WHAT'LL COST YOU MORE: 2022 versus now

  • Butter (250g) - CZK 36 in 2022 to CZK 43 now
  • Semi-skimmed milk (1l) - CZK 11 to CZK 21.5
  • Granulated sugar (1kg) - CZK 13.2 to CZK 24.9
  • Butter (250g) - CZK 36 to CZK 43
  • Semi-skimmed milk (1l) - CZK 11 to CZK 21.5
  • Eggs (10 pcs) - CZK 35 to CZK 60
  • Granulated sugar (1kg) - CZK 13 to CZK 25
  • Plain flour (1kg) - CZK 17 to CZK 24
  • Light beer (bottled; 0.5l) - CZK 12.9 to CZK 13.6
  • Traditional Easter confectionery (1 pc) - CZK 25 to CZK 37

A report from last week also found the price of Czech Pilsner on tap has grown CZK 10 in the past two years – currently hovering around the CZK 58 region. Notably, the spring holiday is a period that sees the second-highest amount of alcohol consumption after Christmas.

Vegetables have also increased in price in the past few months due to supply issues. Green peppers, for example, have risen by about 40 percent year on year.
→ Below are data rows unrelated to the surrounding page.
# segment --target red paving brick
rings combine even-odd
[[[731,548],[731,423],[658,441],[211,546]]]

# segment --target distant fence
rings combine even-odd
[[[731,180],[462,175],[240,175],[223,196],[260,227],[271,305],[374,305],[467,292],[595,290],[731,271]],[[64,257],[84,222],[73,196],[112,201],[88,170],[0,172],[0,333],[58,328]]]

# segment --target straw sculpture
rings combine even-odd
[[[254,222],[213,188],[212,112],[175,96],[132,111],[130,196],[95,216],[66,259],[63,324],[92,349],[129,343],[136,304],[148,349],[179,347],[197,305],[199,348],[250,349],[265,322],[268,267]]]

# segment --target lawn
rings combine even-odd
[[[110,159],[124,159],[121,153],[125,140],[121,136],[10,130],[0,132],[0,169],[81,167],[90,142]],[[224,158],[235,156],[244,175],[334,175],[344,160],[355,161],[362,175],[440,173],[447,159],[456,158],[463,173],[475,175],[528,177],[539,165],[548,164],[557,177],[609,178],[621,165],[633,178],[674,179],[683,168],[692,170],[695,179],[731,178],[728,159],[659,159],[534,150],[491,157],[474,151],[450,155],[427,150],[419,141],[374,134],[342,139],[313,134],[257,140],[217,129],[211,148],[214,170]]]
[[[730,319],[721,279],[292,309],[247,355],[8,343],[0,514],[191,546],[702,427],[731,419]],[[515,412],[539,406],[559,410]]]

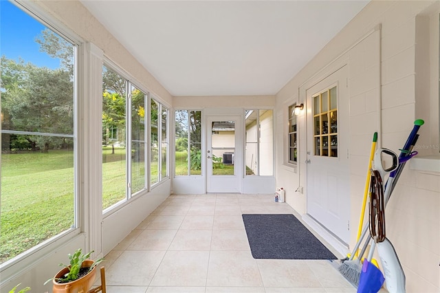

Salad cucumbers now cost over CZK 50, from under CZK 45 last year. Half a kilogram of spinach remains affordable, though, at just over CZK 30.

Not everything has jumped in price, though. Unpeeled almonds are slightly cheaper than the year-earlier period, and vanilla sugar – used for baking Easter recipes – has remained the same.

A popular holiday for consumers and retailers

Easter presents a lucrative opportunity for retailers to make good sales; it is “the third-most profitable holiday of the year for traders,” says chief economist of Trinity Bank Lukáš Kovanda.

This year, people in Czechs will spend an estimated CZK 11 billion on Easter – about CZK 1,300 per adult resident. In 2021, people spent approximately CZK 900 each on the holiday.

Market research firm Rondo Data found that 71 percent of Czechs celebrate Easter. Six in 10 people say they will dye or paint eggs and almost half (45 percent) said they usually drink alcohol during the holiday.

The increases in the prices of products during Easter serve as a reminder of the economically difficult situation in the country – unsurprising, yet frustrating, for most.